Overexpression of cpt1b promotes cardiomyocyte proliferation in zebrafish embryos. (A) A schematic representation of the Tg(myl7:cpt1b-TBFP) construct. (B) A stereo fluorescence image of a 3 dpf wild-type sibling and Tg(myl7:cpt1b-TBFP) embryos. The triangles indicate the embryonic hearts. Scale bar: 200 µm. (C) Whole-mount in situ hybridization analysis of cpt1b expression with WT and cpt1b^OE zebrafish embryos at 3 dpf. The red boxes demarcate enlarged ventral views of the hearts (red triangles). Scale bar: 500 µm. (D) In situ hybridization analysis of cpt1b expression in cryosections of adult WT and cpt1b^OE zebrafish hearts. The red boxes show enlarged views of the denoted regions. Scale bar: 50 µm. (E) Quantitative RT-PCR analysis of cpt1b expression in the hearts of adult WT and cpt1b^OE zebrafish. *** p < 0.001. (F) Representative maximum intensity projection confocal images of dissected hearts from 3 dpf Tg(pcna^mGFP;myl7:H2A-mCherry) and Tg(pcna^mGFP;myl7:H2A-mCherry;myl7:cpt1b-TBFP) embryos. Enlarged single optical section images of the boxed regions are shown on the right. White triangles indicate proliferating cardiomyocytes. Scale bar: 50 µm. (G) Quantitative analysis of proliferating cardiomyocytes in F. * p < 0.05. n = 14–17. (H) Quantification of ventricular areas of adult wild-type and cpt1b^OE zebrafish. n = 9–10. ** p < 0.01.
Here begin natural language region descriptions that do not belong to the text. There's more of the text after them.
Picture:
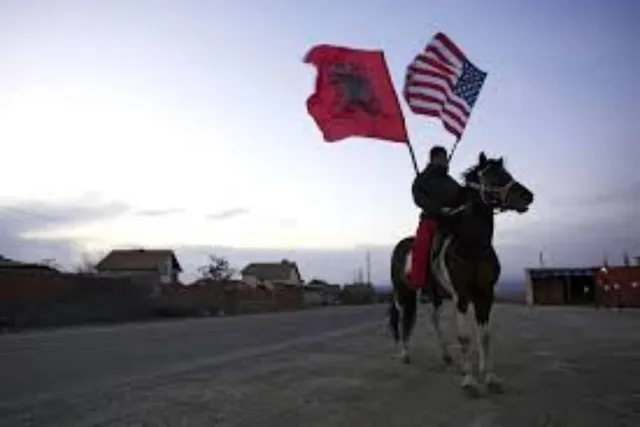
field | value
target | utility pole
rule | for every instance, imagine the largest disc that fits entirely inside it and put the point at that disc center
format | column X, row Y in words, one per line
column 368, row 268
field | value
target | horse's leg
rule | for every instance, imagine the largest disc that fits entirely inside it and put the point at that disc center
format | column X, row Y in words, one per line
column 395, row 311
column 461, row 305
column 485, row 360
column 435, row 320
column 409, row 313
column 469, row 383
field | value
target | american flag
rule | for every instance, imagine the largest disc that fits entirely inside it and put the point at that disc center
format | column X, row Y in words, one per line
column 442, row 82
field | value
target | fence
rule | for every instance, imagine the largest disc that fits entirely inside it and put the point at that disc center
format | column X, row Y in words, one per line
column 29, row 299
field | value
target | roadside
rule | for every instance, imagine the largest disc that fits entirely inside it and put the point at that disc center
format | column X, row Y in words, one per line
column 562, row 367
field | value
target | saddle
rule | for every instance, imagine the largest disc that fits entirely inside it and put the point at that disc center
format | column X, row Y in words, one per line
column 437, row 245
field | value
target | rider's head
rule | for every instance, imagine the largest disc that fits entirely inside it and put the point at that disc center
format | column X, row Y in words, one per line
column 438, row 155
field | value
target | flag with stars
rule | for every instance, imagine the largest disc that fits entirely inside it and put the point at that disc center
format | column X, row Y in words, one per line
column 441, row 82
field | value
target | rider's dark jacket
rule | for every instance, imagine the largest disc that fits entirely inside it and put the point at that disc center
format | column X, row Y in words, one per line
column 433, row 189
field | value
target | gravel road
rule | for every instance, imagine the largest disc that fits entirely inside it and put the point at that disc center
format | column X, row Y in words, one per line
column 327, row 367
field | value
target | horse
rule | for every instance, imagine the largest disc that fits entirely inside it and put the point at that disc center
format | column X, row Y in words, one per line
column 465, row 266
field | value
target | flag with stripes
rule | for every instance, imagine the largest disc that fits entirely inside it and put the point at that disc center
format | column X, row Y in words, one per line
column 441, row 82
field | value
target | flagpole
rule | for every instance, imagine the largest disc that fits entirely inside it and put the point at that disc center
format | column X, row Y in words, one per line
column 413, row 157
column 453, row 149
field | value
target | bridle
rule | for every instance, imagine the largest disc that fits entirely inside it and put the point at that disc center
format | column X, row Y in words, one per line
column 487, row 191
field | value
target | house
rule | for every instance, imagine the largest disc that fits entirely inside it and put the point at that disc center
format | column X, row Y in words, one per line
column 7, row 264
column 159, row 266
column 266, row 274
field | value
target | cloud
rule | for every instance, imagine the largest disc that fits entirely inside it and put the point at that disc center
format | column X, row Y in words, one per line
column 565, row 240
column 18, row 220
column 625, row 194
column 228, row 214
column 288, row 222
column 160, row 212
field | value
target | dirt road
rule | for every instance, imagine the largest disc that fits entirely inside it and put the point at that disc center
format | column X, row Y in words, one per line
column 330, row 367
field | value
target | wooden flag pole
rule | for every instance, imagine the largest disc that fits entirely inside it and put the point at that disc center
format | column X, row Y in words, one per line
column 453, row 149
column 413, row 157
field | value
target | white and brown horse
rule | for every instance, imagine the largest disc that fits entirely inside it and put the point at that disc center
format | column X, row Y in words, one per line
column 465, row 265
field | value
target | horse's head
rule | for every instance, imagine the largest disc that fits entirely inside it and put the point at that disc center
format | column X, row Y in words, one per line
column 496, row 186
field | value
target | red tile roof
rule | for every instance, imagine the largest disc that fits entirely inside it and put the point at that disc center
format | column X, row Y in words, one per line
column 137, row 259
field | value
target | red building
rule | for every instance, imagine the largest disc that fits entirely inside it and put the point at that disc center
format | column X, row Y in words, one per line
column 618, row 286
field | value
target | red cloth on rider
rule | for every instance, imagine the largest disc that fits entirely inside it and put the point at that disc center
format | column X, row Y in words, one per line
column 421, row 253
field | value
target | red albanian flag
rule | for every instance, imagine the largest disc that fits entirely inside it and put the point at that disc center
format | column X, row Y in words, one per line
column 354, row 95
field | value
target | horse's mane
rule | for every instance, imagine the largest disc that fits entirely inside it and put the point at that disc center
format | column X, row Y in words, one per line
column 472, row 171
column 469, row 172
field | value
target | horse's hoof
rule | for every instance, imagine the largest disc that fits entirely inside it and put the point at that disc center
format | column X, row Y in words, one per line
column 470, row 387
column 471, row 391
column 495, row 387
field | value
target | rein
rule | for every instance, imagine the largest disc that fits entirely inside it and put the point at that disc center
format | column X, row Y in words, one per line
column 486, row 190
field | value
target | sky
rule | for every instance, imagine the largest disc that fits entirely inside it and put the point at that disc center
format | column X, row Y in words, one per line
column 182, row 124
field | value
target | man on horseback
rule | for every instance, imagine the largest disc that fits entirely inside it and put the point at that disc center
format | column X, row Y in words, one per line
column 436, row 193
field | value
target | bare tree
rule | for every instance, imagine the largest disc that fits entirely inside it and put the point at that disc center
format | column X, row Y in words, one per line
column 217, row 269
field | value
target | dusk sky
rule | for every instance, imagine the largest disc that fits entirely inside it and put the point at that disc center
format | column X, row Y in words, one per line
column 183, row 124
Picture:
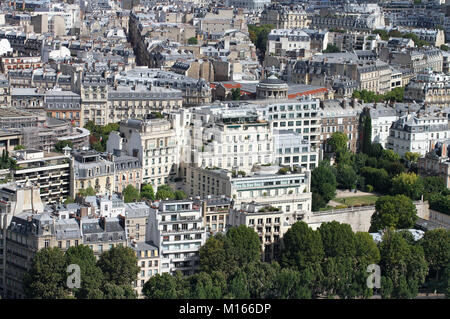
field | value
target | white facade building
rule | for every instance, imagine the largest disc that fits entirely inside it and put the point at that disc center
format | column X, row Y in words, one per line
column 417, row 133
column 177, row 229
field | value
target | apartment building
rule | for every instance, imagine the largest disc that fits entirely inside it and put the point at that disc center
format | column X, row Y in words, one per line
column 382, row 117
column 138, row 101
column 436, row 163
column 148, row 260
column 301, row 116
column 417, row 133
column 270, row 223
column 177, row 228
column 51, row 172
column 292, row 150
column 215, row 210
column 282, row 41
column 63, row 105
column 153, row 142
column 94, row 98
column 341, row 116
column 283, row 17
column 91, row 170
column 429, row 87
column 289, row 191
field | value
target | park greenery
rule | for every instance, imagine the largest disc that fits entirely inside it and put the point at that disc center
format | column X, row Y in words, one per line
column 110, row 277
column 328, row 262
column 99, row 134
column 258, row 35
column 377, row 170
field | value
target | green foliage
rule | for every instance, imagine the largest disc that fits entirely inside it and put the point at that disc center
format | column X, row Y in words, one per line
column 377, row 177
column 323, row 183
column 440, row 203
column 367, row 135
column 331, row 48
column 408, row 184
column 163, row 286
column 258, row 35
column 130, row 194
column 338, row 239
column 436, row 246
column 47, row 276
column 236, row 94
column 302, row 247
column 192, row 41
column 69, row 200
column 346, row 177
column 165, row 191
column 119, row 265
column 61, row 144
column 87, row 192
column 91, row 274
column 412, row 157
column 147, row 192
column 398, row 212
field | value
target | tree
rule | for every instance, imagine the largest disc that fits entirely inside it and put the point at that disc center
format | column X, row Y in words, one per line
column 367, row 251
column 323, row 182
column 436, row 246
column 130, row 194
column 302, row 247
column 179, row 194
column 192, row 41
column 367, row 134
column 412, row 157
column 62, row 144
column 377, row 177
column 338, row 140
column 331, row 48
column 408, row 184
column 238, row 286
column 161, row 287
column 260, row 277
column 287, row 284
column 119, row 265
column 47, row 277
column 259, row 34
column 69, row 200
column 338, row 239
column 87, row 192
column 90, row 274
column 236, row 94
column 397, row 211
column 243, row 244
column 163, row 192
column 403, row 266
column 346, row 177
column 147, row 192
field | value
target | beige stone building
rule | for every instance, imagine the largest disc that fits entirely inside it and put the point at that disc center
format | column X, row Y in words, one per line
column 154, row 143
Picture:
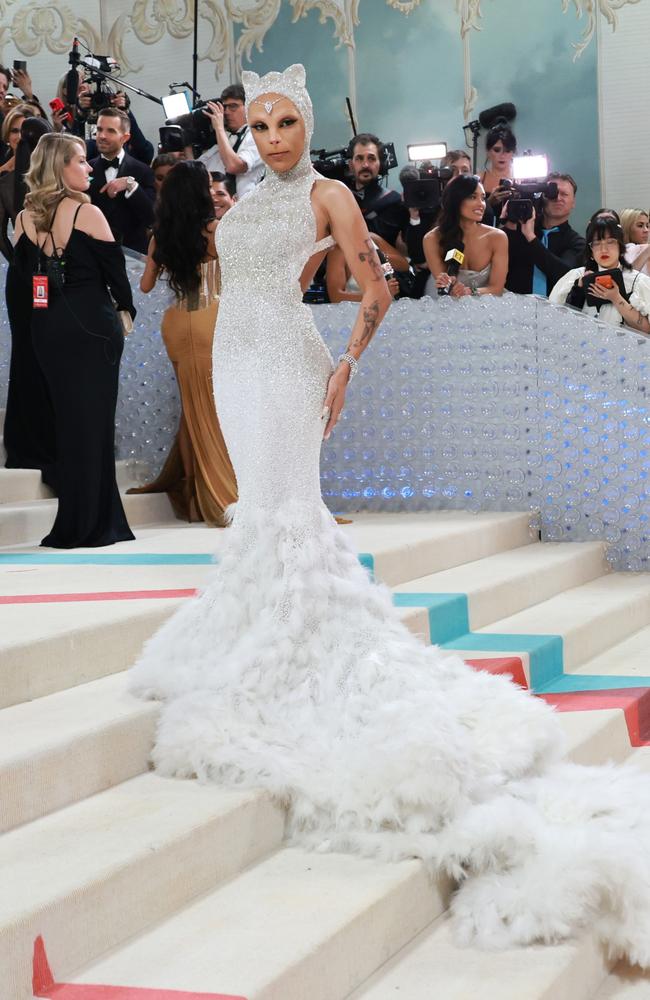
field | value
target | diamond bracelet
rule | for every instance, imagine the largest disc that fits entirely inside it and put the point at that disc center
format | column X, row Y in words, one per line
column 353, row 363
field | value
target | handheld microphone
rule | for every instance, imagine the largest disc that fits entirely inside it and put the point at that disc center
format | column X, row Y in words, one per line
column 72, row 76
column 386, row 265
column 491, row 116
column 454, row 260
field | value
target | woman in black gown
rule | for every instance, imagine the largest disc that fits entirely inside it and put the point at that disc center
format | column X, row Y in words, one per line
column 29, row 417
column 78, row 338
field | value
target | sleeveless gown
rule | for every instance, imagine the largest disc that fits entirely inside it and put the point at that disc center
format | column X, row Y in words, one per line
column 473, row 279
column 187, row 330
column 292, row 672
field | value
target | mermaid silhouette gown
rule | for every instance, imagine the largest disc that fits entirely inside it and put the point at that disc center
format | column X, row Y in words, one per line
column 291, row 671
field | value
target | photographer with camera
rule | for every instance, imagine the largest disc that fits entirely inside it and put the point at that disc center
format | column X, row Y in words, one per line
column 542, row 246
column 91, row 104
column 500, row 149
column 122, row 187
column 635, row 224
column 235, row 153
column 381, row 207
column 607, row 286
column 458, row 160
column 465, row 256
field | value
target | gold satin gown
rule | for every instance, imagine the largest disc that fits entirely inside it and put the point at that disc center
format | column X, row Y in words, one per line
column 197, row 475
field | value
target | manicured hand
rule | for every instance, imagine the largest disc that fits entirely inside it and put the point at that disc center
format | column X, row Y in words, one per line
column 443, row 280
column 113, row 188
column 460, row 289
column 607, row 294
column 23, row 81
column 528, row 229
column 335, row 397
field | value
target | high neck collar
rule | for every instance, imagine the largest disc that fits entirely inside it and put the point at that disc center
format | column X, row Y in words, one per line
column 302, row 170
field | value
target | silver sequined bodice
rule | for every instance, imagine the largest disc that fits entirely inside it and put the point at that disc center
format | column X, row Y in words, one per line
column 270, row 364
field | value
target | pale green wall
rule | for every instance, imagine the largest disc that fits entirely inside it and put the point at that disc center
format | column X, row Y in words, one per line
column 410, row 79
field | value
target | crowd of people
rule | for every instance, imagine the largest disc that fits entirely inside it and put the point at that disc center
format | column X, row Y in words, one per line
column 81, row 184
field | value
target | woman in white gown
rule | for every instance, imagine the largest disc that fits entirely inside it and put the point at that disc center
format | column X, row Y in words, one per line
column 292, row 672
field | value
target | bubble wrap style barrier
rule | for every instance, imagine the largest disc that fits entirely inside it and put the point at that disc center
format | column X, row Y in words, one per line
column 482, row 404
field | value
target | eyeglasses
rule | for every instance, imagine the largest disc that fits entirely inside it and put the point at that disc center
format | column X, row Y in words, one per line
column 603, row 244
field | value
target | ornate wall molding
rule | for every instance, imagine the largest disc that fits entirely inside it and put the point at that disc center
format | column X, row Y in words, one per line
column 404, row 6
column 591, row 8
column 235, row 28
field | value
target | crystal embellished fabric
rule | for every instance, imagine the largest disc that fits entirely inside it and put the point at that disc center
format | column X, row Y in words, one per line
column 291, row 671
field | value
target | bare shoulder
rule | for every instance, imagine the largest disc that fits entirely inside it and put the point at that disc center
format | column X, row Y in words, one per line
column 495, row 235
column 92, row 220
column 330, row 193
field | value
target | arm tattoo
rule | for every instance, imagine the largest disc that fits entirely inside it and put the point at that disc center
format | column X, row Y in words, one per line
column 370, row 324
column 370, row 255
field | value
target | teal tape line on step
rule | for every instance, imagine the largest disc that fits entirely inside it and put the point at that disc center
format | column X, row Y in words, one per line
column 126, row 559
column 448, row 613
column 106, row 558
column 592, row 682
column 545, row 652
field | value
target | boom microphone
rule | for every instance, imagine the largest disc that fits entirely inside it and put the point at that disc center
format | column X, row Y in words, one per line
column 72, row 76
column 454, row 260
column 491, row 116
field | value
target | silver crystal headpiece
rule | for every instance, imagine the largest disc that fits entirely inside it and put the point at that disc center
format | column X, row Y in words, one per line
column 290, row 83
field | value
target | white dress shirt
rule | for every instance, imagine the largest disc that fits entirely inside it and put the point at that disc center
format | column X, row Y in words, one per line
column 248, row 152
column 111, row 173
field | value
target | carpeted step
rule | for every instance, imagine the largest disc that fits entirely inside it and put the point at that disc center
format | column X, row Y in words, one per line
column 91, row 876
column 408, row 546
column 68, row 746
column 296, row 926
column 434, row 966
column 26, row 522
column 73, row 744
column 511, row 581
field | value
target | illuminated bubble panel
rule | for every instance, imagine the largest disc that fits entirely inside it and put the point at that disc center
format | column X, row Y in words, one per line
column 480, row 404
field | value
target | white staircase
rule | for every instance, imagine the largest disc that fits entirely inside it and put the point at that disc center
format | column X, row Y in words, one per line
column 133, row 880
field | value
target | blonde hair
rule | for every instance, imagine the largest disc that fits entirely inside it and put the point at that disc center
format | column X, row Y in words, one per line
column 629, row 218
column 44, row 179
column 21, row 110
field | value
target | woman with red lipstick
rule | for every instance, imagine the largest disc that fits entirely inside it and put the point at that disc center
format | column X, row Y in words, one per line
column 460, row 227
column 500, row 148
column 606, row 253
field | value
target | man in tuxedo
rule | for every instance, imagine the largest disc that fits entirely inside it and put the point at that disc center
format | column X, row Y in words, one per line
column 121, row 186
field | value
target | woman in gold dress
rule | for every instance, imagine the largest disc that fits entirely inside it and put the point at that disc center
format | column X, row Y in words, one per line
column 197, row 476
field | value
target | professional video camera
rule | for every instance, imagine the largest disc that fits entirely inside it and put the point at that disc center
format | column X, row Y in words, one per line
column 101, row 91
column 425, row 193
column 189, row 128
column 333, row 163
column 527, row 200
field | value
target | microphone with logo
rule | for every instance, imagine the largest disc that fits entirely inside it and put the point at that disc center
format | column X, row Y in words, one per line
column 72, row 77
column 454, row 261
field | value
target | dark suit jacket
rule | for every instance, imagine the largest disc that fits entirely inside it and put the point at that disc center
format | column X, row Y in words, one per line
column 565, row 251
column 129, row 218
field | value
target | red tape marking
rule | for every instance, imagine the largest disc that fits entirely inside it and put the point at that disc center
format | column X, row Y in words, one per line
column 634, row 702
column 109, row 595
column 43, row 985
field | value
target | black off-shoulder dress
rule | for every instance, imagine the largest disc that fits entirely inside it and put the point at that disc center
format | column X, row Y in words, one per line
column 78, row 342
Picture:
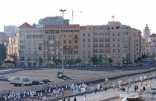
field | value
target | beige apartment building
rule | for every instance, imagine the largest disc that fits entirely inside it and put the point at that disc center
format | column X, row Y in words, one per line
column 119, row 42
column 53, row 43
column 12, row 48
column 44, row 44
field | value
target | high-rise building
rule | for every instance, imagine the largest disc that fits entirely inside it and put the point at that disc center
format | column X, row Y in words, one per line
column 119, row 42
column 10, row 30
column 43, row 45
column 55, row 20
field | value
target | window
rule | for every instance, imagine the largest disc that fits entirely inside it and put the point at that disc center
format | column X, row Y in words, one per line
column 118, row 44
column 95, row 50
column 69, row 41
column 107, row 45
column 83, row 40
column 113, row 45
column 113, row 39
column 75, row 52
column 107, row 39
column 118, row 39
column 95, row 28
column 69, row 52
column 101, row 45
column 64, row 41
column 75, row 47
column 101, row 40
column 118, row 34
column 101, row 50
column 40, row 47
column 75, row 41
column 101, row 28
column 83, row 34
column 101, row 33
column 88, row 56
column 95, row 45
column 95, row 40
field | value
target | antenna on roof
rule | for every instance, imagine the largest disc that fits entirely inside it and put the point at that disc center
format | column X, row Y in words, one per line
column 113, row 18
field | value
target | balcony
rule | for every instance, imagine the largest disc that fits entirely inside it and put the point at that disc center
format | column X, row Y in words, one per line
column 20, row 49
column 21, row 44
column 76, row 38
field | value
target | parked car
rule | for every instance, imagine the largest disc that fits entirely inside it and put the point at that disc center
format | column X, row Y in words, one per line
column 37, row 82
column 4, row 78
column 46, row 80
column 20, row 80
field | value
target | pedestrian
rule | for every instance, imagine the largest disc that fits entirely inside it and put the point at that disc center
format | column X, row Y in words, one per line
column 144, row 88
column 68, row 98
column 95, row 90
column 75, row 99
column 84, row 99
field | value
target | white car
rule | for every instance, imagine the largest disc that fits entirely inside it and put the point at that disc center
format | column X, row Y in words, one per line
column 4, row 78
column 20, row 80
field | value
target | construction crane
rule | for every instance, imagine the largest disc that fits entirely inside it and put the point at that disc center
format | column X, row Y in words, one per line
column 73, row 15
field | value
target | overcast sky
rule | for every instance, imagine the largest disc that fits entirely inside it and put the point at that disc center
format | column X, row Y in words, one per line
column 136, row 13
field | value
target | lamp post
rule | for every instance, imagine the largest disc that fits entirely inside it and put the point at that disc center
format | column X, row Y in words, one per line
column 62, row 38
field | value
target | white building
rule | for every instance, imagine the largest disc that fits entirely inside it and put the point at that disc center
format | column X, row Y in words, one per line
column 10, row 30
column 55, row 20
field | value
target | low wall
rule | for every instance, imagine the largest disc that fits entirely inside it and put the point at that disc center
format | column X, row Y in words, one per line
column 63, row 83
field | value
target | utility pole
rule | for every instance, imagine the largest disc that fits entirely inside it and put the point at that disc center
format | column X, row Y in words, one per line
column 73, row 15
column 62, row 37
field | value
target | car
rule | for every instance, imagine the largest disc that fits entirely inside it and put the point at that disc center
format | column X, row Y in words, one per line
column 20, row 80
column 37, row 82
column 4, row 78
column 46, row 80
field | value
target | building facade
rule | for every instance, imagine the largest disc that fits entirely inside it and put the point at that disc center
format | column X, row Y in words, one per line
column 55, row 20
column 151, row 45
column 10, row 30
column 43, row 45
column 12, row 48
column 119, row 42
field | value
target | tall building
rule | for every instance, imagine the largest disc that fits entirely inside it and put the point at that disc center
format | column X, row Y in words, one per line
column 151, row 45
column 119, row 42
column 3, row 51
column 146, row 33
column 12, row 48
column 55, row 20
column 10, row 30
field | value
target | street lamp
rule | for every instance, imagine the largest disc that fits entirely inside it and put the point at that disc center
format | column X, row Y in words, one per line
column 62, row 38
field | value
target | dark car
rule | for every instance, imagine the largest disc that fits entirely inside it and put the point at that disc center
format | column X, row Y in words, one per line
column 46, row 80
column 36, row 82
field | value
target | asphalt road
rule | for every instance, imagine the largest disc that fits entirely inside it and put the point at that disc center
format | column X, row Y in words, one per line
column 39, row 74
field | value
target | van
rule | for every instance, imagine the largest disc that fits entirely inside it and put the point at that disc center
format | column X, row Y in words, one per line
column 20, row 80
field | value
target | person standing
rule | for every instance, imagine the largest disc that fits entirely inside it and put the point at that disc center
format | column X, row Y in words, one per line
column 84, row 99
column 75, row 99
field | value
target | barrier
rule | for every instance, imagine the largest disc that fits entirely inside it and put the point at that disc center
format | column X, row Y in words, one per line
column 63, row 83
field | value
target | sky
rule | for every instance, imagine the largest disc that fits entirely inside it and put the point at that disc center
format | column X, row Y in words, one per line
column 135, row 13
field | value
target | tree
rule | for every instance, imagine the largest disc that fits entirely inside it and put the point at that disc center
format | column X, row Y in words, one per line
column 93, row 59
column 110, row 60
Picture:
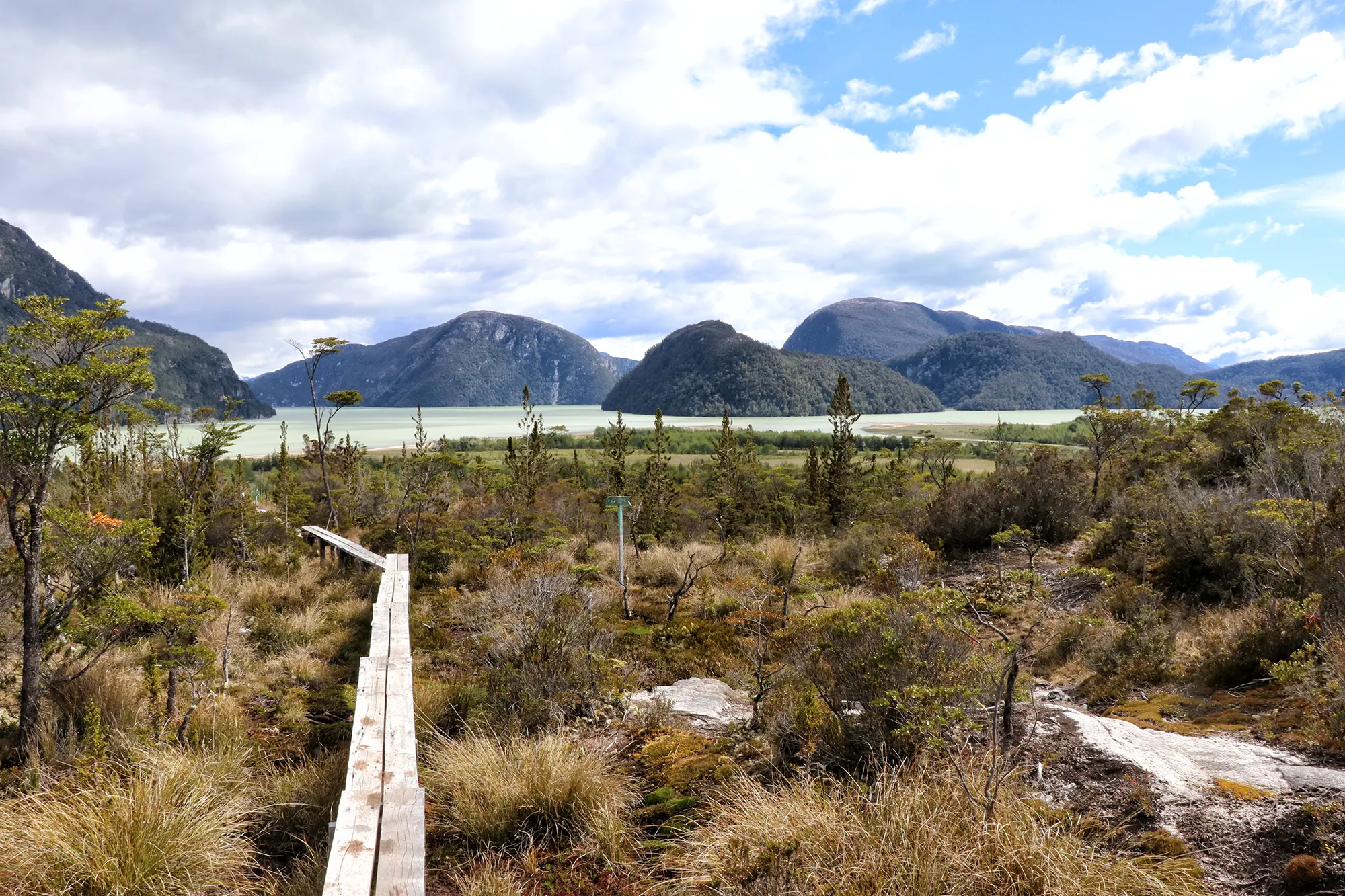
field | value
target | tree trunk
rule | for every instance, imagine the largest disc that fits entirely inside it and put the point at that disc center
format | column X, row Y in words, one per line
column 1007, row 720
column 30, row 690
column 171, row 706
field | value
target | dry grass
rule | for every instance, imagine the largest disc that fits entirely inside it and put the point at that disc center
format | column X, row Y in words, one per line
column 488, row 877
column 169, row 823
column 520, row 790
column 664, row 567
column 915, row 833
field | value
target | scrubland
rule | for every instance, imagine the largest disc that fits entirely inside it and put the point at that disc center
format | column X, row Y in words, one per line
column 880, row 611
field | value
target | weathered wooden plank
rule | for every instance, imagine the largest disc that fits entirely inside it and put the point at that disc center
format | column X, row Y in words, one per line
column 380, row 628
column 400, row 639
column 401, row 846
column 350, row 866
column 344, row 545
column 400, row 731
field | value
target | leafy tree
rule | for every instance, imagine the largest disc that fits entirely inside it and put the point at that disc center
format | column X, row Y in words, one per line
column 313, row 357
column 60, row 376
column 841, row 491
column 617, row 448
column 424, row 469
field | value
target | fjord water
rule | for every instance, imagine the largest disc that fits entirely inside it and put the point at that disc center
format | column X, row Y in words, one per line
column 392, row 427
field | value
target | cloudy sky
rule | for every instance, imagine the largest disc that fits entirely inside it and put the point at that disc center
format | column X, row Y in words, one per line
column 266, row 170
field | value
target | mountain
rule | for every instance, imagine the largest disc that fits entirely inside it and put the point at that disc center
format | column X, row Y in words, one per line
column 188, row 370
column 1149, row 353
column 1320, row 372
column 701, row 369
column 621, row 366
column 882, row 329
column 479, row 358
column 1026, row 372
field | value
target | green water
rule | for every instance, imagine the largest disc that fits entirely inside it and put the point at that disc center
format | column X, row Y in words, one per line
column 392, row 427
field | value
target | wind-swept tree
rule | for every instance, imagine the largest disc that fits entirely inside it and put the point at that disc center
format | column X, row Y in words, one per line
column 529, row 466
column 323, row 415
column 657, row 498
column 617, row 448
column 60, row 376
column 841, row 491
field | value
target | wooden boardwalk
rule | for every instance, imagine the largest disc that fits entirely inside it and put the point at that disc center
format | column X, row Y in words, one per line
column 345, row 549
column 379, row 842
Transcriptomic analysis reveals the potential contribution of Glul in cpt1b-regulated cardiomyocyte proliferation in zebrafish. (A) Nine-quadrant plot illustrating the log2(fold change) of recovered genes in the cpt1b^−/− vs. cpt1b^+/+ analysis and cpt1b^OE vs. WT analysis. Red dots denote genes that were significantly upregulated in cpt1b^−/− hearts and concomitantly downregulated in cpt1b^OE hearts, blue dots represent genes that were downregulated in cpt1b^−/− hearts and upregulated in cpt1b^OE hearts, and pink dots highlight the two glutamine synthetase genes. (B) Gene Ontology enrichment analysis of 154 differentially expressed genes revealed significant enrichment of biological processes. The y-axis represents the enriched biological processes, and the x-axis represents the negative logarithm of the p-value. (C) Quantitative RT-PCR analysis of glula and glulb expression in cpt1b^+/+ and cpt1b^−/− hearts. (D) Quantitative RT-PCR analysis of glula and glulb expression in WT and cpt1b^OE hearts. (E) Quantitative analysis of Pcna-positive cardiomyocytes in 4 dpf WT and cpt1b^OE zebrafish embryos treated with either vehicle (Ctrl) or 250 µM MSO. n = 10–13. ** p < 0.01, *** p < 0.001, and ns indicates p > 0.05.